As is common to many big tourist attractions Vic Falls is also chock full of activities that tourists can spend their money on. You can take a helicopter tour over the falls and have a picnic nearby for $400 (helicopter tour, no picnic costs $270 – I wonder what they feed those picknickers!), go one a “booze cruise” for $40 (unlimited alcohol included) and do a slew of “adrenaline activities” such as whitewater rafting, bunjee jumping, or ziplining across the gorge. I put my brave hat on and went for the wussiest adrenaline activity: the zipline. They strapped me into a harness, pushed me off a cliff and sent me sliding 250m across the big gorge. At a snail’s pace. It was crap. Utter crap. I’ve had days at the climbing gym way more thrilling then this. Oh well, the views were nice and Ant got some cool photos of me.

I ziplined from here to the other side.

All in all it was a fantastic day and a great start to what is sure to be an amazing trip. (Assuming we can keep up the comraderie we’ve had thus far for the full 3 weeks. A big topic of conversation and jokes yesterday was how we’ll all get along with each other throughout the trip and whether we’ll all still be friends afterwards! I’m thinking definitely not!)

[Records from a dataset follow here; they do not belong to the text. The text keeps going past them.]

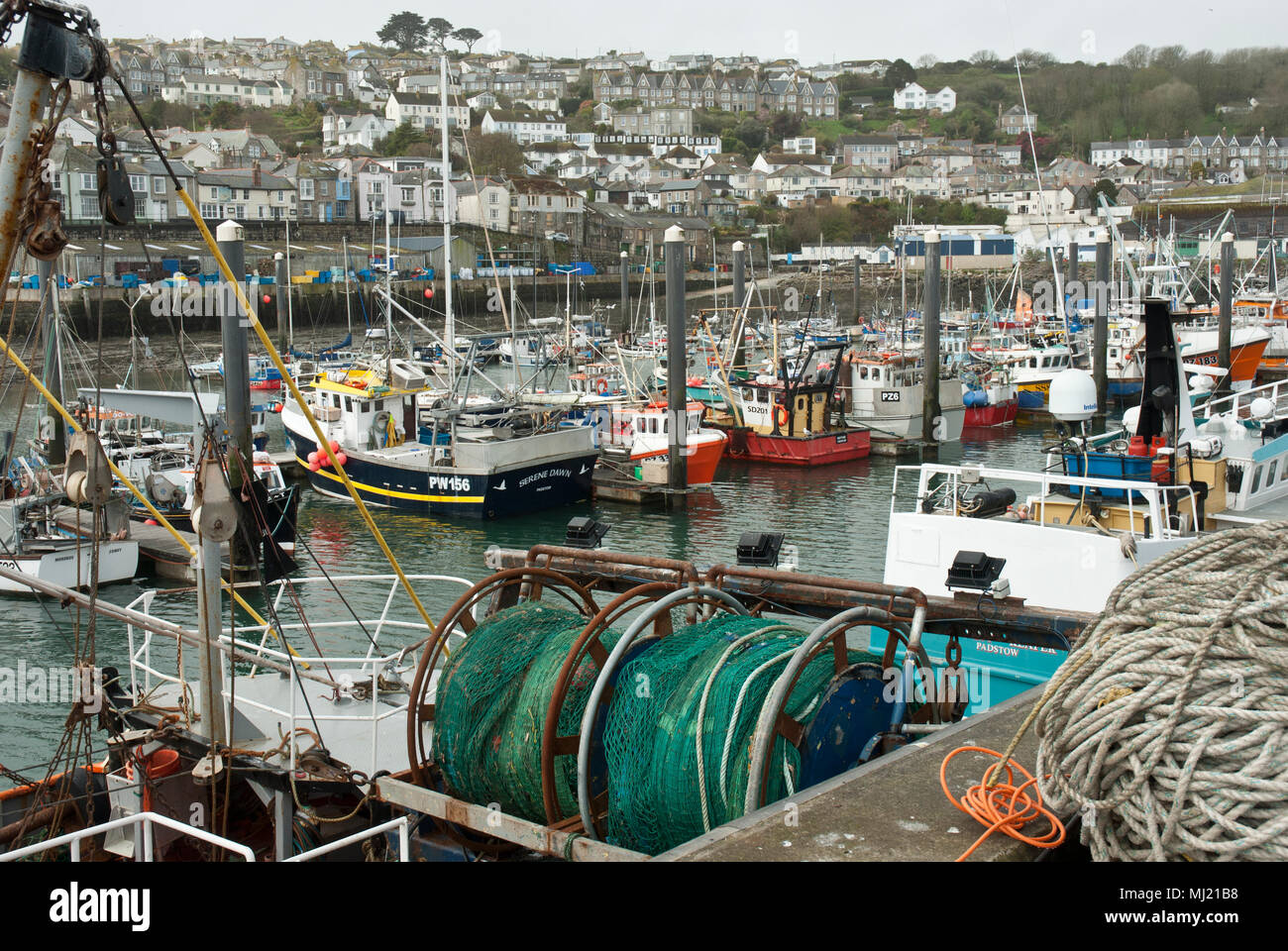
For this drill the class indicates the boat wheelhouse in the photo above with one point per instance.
(795, 418)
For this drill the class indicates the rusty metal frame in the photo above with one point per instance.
(589, 643)
(601, 692)
(513, 581)
(774, 722)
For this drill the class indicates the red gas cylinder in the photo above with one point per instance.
(163, 762)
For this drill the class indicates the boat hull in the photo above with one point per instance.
(700, 461)
(117, 561)
(993, 414)
(443, 491)
(820, 449)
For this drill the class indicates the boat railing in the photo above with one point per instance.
(1240, 402)
(1160, 505)
(402, 823)
(360, 676)
(145, 829)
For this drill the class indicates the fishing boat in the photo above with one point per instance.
(795, 418)
(990, 396)
(640, 435)
(408, 448)
(35, 544)
(887, 393)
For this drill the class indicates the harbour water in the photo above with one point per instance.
(836, 517)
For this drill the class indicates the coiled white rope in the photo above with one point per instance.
(1167, 726)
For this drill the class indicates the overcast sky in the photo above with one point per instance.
(806, 30)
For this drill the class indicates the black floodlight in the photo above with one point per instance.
(759, 549)
(974, 571)
(585, 532)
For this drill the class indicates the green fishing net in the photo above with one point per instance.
(490, 709)
(656, 796)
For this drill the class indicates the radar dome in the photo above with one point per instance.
(1073, 396)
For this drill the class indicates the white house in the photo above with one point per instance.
(424, 110)
(914, 97)
(364, 132)
(483, 201)
(526, 127)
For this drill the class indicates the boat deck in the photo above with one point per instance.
(889, 809)
(162, 553)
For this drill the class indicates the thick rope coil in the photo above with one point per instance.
(1168, 724)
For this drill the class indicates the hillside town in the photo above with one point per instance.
(606, 151)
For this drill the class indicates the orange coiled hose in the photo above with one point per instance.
(1004, 805)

Joannawanders Bonus Post: Baboons!

After seeing the falls close up we decided to walk over to the big bridge that goes over the river to have a beer and so I could do my zipline. On the walk over I was eating a most delicious apple – a Granny Smith, big, juicy, just perfect on that hot day. As we were walking one of the patrol men we walked past said to me “You’re asking for trouble from the baboons with that apple!” I replied, in typical overconfident Joanna fashion, “I’ll be fine” and walked on. After this Lindsay started telling us her story (which I’d heard before) of the last time she was at that very spot. She had been carrying a slice of pizza (I believe it had mushrooms and sausage on it) when the biggest baboon she’d EVER seen walked right up to her, stared her right in the eye and pretty much grabbed the pizza from her. Just as she was about to give us the punchline of her story the biggest baboon I’ve EVER seen walked right up to me and looked me straight in the eye! I knew what he wanted; he wanted my apple. I panicked and did the only thing I could do: I chucked my apple as hard as I could. At Lindsay’s feet (not intentionally I swear)! Baboon was happy. Lindsay was not. Luckily for her, and for my chances of remaining on this trip, she escaped unscathed. She does now question my trustworthiness though.